For $c, n \in \Bbb{N}$, define the function $H_{c,n}(y) = \sum_{c \mid d \mid p_n\# \\ d\leq y} (-1)^{\omega(d)} \lfloor \dfrac{y - z_{c,d}}{d}\rfloor$.
Where $z_{c,d}$ is a random variable in the range $\{0, \dots, d-1\}$ for each $c \mid d$.
Now, how can we prove rigorously that $H_{c,n}(y) \sim \sum_{c \mid d \mid p_n\#} (-1)^{\omega(d)}\lfloor\dfrac{y}{d} \rfloor$ as $y \to \infty$ i.e. that $H_{c,n}(y)$ is actually asymptotic to the same thing with $d \leq y$ removed and each $z_{c,d}$ deleted?
Well, we know since $z_{c,d}$ is bounded as $z_{c,d} \lt d \leq p_n\#$ that when $n$ is fixed w.r.t. $y$, the contribution of subtracting each $z_{c,d}$ becomes insanely small.
Of course we can remove $d \leq y$ beacuse as $y \to \infty$ that aready happens automatically as $y$ surpasses $p_n\#$.
I need help formalizing the italicized part above.
Attempt. Suppose each $z_{c,d} = d-1$ when $\omega(d) = $ and odd number, and $z_{c,d} = d-1$ when $\omega(d) = 0$ an even number.
Define $\sum_*(\cdot) = \sum_{c \mid d \mid p_n\# \\ d \leq y} (\cdot)$ to be our summation operator for convenience of notation. Let $\sum^e_*$ mean the same sum except $\omega(d) = \text{even}$ and similarly for $\sum^o_*$.
Then we can surmise that the maximum attained by $H_{c,n}(y)$ is:
$$ \sum_*^e \lfloor\dfrac{y}{d}\rfloor - \sum_*^o\lfloor \dfrac{y - (d-1)}{d} \rfloor = \\ \sum_*^e \dfrac{y - y_{(d)}}{d} - \sum_*^o (\dfrac{y + 1 - (y+1)_{(d)}}{d} - 1) = \\ \sum_*(-1)^{\omega(d)} \dfrac{y}{d} -\sum_*^e\dfrac{y_{(d)}}{d} +\sum_*^o\dfrac{(y + 1)_{(d)}}{d} -\sum_*^o \dfrac{1}{d} -\sum_*^o 1 $$
where $z_{(d)} = $ the least non-negative residue modulo $d$ of $z$, in $\Bbb{Z}$.

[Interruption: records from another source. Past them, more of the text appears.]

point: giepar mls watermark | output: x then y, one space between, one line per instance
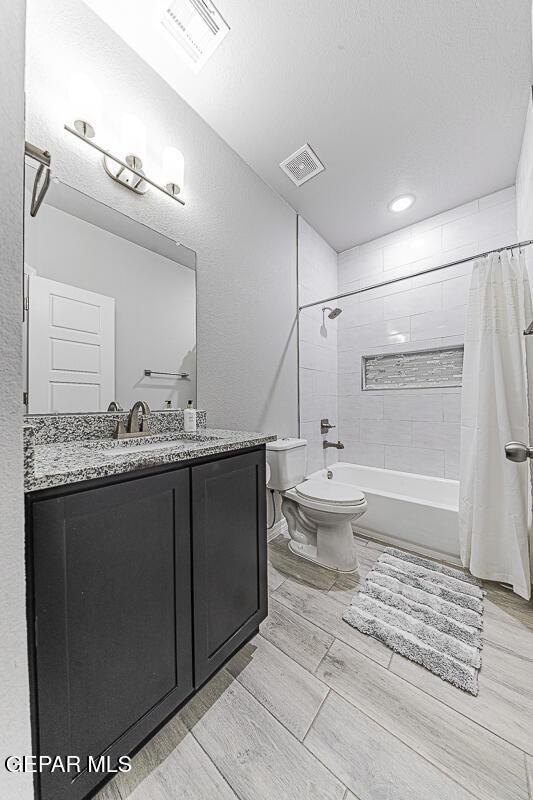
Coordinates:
67 764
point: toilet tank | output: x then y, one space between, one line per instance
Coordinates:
287 459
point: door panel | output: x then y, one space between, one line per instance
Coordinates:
229 557
71 348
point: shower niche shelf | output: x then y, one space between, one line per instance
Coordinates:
435 368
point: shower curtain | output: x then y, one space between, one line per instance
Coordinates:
495 494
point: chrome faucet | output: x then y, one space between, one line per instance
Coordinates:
132 427
336 445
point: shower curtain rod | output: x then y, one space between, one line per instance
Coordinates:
415 274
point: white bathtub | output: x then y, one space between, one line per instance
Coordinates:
405 509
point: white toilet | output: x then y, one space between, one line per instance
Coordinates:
319 511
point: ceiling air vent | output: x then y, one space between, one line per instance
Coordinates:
303 165
197 28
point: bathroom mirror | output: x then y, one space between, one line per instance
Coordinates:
110 308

The last long line is bounded above by:
$$ \sum_*(-1)^{\omega(d)} \dfrac{y}{d} -\sum_*^e\dfrac{0_{(d)}}{d} +\sum_*^o\dfrac{(d-1)_{(d)}}{d} -\sum_*^o \dfrac{1}{d} -\sum_*^o 1 = \\ \sum_*(-1)^{\omega(d)} \dfrac{y}{d} +\sum_*^o\dfrac{(d-1)_{(d)}}{d} -\sum_*^o \dfrac{1}{d} -\sum_*^o 1 = \\ $$
Since the three terms on the write sum to to a constant $C$ when $n$ is fixed, we have that $H_{c,n}(y) = O(\sum_*(-1)^{\omega(d)} \dfrac{y}{d})$.
But I need more than that I think. I would like a lower bound for one, and it should be in terms of $y$ so I'm thinking asymptotic something or other...
If instead you perform the same procedure above but with the purpose of finding a minimum, we also obtain:
$$ H_{c,n}(y) = \Omega(\sum_* (-1)^{\omega(d)} \dfrac{y}{d}) $$ as well.
Thus $H_{c,n}(y) = O(\cdot)$ and $\Omega(\cdot)$ of $\sum_* (-1)^{\omega(d)} \dfrac{y}{d}$.